Первый выстрел раздался вскоре после полуночи. Хотя нападения ждали, но время шло, и напряжение спадало. Только полчаса назад прекратилась хора, так же внезапно, как началась, и те, кто не был в охране, в изнеможении завалились на свои тюфяки. Когда их разбудили выстрелы, им показалось, что только минуту назад они закрыли глаза. Они побежали к своим постам, еще не очнувшись от сна, но невольно пригибая головы. После первой очереди наступила тишина: бойцы в блиндажах получили приказ стрелять только при виде нападающих, а в настоящий момент не видно было никого. Сложность заключалась в том, что у холма была неправильная форма: он был похож на спину верблюда, но не с двумя, а с тремя горбами. Лагерь находился на верхушке южной возвышенности, два других были впереди, с «головой» верблюда на севере.
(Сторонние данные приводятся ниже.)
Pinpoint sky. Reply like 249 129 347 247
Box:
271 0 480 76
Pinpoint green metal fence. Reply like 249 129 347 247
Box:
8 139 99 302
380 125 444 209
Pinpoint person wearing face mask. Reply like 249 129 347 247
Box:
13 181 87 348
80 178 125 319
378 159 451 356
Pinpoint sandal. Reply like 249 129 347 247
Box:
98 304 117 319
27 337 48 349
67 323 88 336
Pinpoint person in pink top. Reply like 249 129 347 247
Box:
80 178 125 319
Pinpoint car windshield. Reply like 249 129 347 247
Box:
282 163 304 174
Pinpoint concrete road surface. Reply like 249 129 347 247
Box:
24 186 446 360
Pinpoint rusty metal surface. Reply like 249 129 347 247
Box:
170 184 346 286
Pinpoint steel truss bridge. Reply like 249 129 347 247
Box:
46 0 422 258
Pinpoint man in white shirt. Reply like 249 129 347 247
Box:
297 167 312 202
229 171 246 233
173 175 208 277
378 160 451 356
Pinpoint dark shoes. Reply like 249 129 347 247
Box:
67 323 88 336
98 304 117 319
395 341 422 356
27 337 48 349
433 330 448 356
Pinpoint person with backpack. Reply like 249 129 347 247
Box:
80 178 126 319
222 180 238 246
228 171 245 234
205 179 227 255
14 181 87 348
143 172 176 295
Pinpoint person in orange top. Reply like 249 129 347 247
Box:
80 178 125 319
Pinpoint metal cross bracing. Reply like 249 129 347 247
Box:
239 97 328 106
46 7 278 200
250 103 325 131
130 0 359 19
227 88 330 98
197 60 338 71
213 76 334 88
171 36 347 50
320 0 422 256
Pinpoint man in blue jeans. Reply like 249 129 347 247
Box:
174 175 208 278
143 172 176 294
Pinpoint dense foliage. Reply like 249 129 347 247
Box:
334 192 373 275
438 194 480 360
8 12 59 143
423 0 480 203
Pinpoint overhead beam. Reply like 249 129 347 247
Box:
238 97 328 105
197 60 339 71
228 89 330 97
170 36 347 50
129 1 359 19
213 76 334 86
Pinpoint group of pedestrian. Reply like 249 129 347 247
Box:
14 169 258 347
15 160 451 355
По этой причине они вырыли два блиндажа с северной стороны и только по одному для каждой из остальных трех сторон. Северный блиндаж был самый глубокий. Перед ним была натянута колючая проволока, и сразу за ней земля уходила вниз, в пустоту, а за пустотой, на расстоянии менее 100 метров, подымался второй «горб», и еще через 100 метров — третий. Каждый «горб» был высотой около двадцати метров, — достаточной, чтобы прикрыть и защитить нападающих. Бауман подумывал о том, чтобы расставить наблюдателей и на остальных двух буграх, но отбросил эту мысль: времени, чтобы их укрепить, не оставалось, аванпосты же, открытые со всех сторон, будут уничтожены немедленно.
Как можно было предполагать, выстрелы прозвучали с севера, из-за второго или третьего бугра. Через час должна была взойти луна, но небо оставалось укрыто плотными облаками. Луч прожектора медленно полз по второму бугру, скользил над пропастью, иногда задерживаясь на подозрительных зарослях чертополоха и верблюжьей колючки, которые росли из скал, как безобразные кусты волос на бородавках. Но за скалы луч проникнуть не мог, не мог он также осветить трещины и щели между камнями и только заполнял их резкими, дрожащими тенями, тревожа воображение бойцов. Бауман и другие командиры Хаганы давно знали, что пресловутые прожектора на сторожевых вышках оказывают чисто психологический эффект, что на самом деле они мало пригодны для обнаружения снайперов, умеющих использовать каждый выступ, каждую щель в почве.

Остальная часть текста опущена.